Ci spieghi perché molto larghi...
«In fase d'attacco servono ad aiutare le due punte. Penso alle squadre che ci affronteranno con i quattro difensori: o li tengono stretti e ci lasciano uno dei due esterni larghi con campo libero, oppure i nostri avversari saranno costretti ad allargare di parecchio la linea dei quattro difensori lasciandoci spazi larghi per i movimenti delle punte e gli inserimenti dei centrocampisti».

Due punte, e a quanto si sta vedendo molto vicine.
«Sì, stiamo lavorando per far giocare le due punte vicine. Le nostre sono forti, se ci affrontano uno contro uno di gol ne faremo parecchi, facendole dialogare tra loro...».

Le caratteristiche delle punte?
«Una che sappia giocare spalle alla porta e capace di andare di testa sui traversoni, l'altra che dia profondità. Mai sulla stessa linea: una fa il movimento, l'altra si adegua. Quando la palla arriva da dietro i movimenti delle punte saranno decisivi per allargare gli avversari. E in fase difensiva voglio che diano un'occhiata ai terzini».

Il suo progetto è chiaro. Ma se poi le giocano contro con la difesa a cinque? Diciamo con il 5-3-2?
«Se ci affrontano difendendo a cinque potremo proporre il 3-4-1-2 di cui parlavo all'inizio. Avremmo comunque la superiorità numerica in difesa e proporremmo il trequartista dietro due punte.

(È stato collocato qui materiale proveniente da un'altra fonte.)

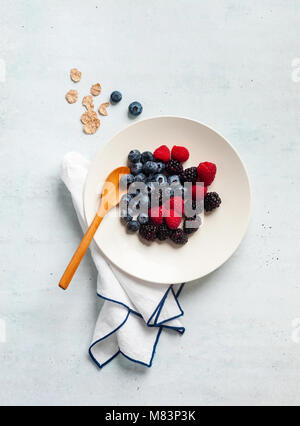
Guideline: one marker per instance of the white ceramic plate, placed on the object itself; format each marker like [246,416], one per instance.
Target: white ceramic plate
[222,230]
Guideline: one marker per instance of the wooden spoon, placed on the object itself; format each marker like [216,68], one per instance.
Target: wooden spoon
[110,198]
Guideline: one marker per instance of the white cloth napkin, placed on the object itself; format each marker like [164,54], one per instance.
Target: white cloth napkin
[134,311]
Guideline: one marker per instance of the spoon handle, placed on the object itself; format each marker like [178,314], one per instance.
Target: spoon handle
[79,253]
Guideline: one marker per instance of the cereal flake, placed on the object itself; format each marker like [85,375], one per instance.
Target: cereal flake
[87,101]
[72,96]
[92,126]
[96,89]
[102,108]
[75,75]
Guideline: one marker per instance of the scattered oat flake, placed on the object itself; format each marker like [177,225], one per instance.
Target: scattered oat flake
[88,116]
[102,108]
[72,96]
[92,126]
[87,101]
[75,75]
[96,89]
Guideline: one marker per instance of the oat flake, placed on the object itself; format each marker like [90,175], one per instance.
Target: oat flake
[87,101]
[75,75]
[102,108]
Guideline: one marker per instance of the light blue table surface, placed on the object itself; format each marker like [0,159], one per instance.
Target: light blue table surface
[226,63]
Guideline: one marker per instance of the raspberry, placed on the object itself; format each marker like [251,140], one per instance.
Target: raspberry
[191,225]
[179,237]
[198,192]
[148,232]
[174,167]
[163,232]
[206,172]
[190,175]
[192,208]
[162,153]
[157,215]
[173,219]
[212,201]
[180,153]
[177,204]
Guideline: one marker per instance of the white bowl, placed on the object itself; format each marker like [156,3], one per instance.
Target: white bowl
[223,229]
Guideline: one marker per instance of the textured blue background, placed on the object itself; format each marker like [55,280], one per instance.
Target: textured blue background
[226,63]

In questo caso saranno decisive le caratteristiche dei due esterni».

Diciamo Ferreira Pinto e Pettinari, con Doni dietro Ardemagni e Tiribocchi?
«Mamma mia, quanta roba... Io sono il primo a volere tanto coraggio, ma serve anche equilibrio...».

Ma siamo l'Atalanta in B...
«Vedremo, vedremo...».

L'andamento stagionale sarà il solito di Colantuono?
«Cioè?»

Partenza sparata, da metà ottobre a Natale gamba pesante, da gennaio si parte e si vola fino a vincere il campionato.
«Beh, a me così andrebbe benissimo...».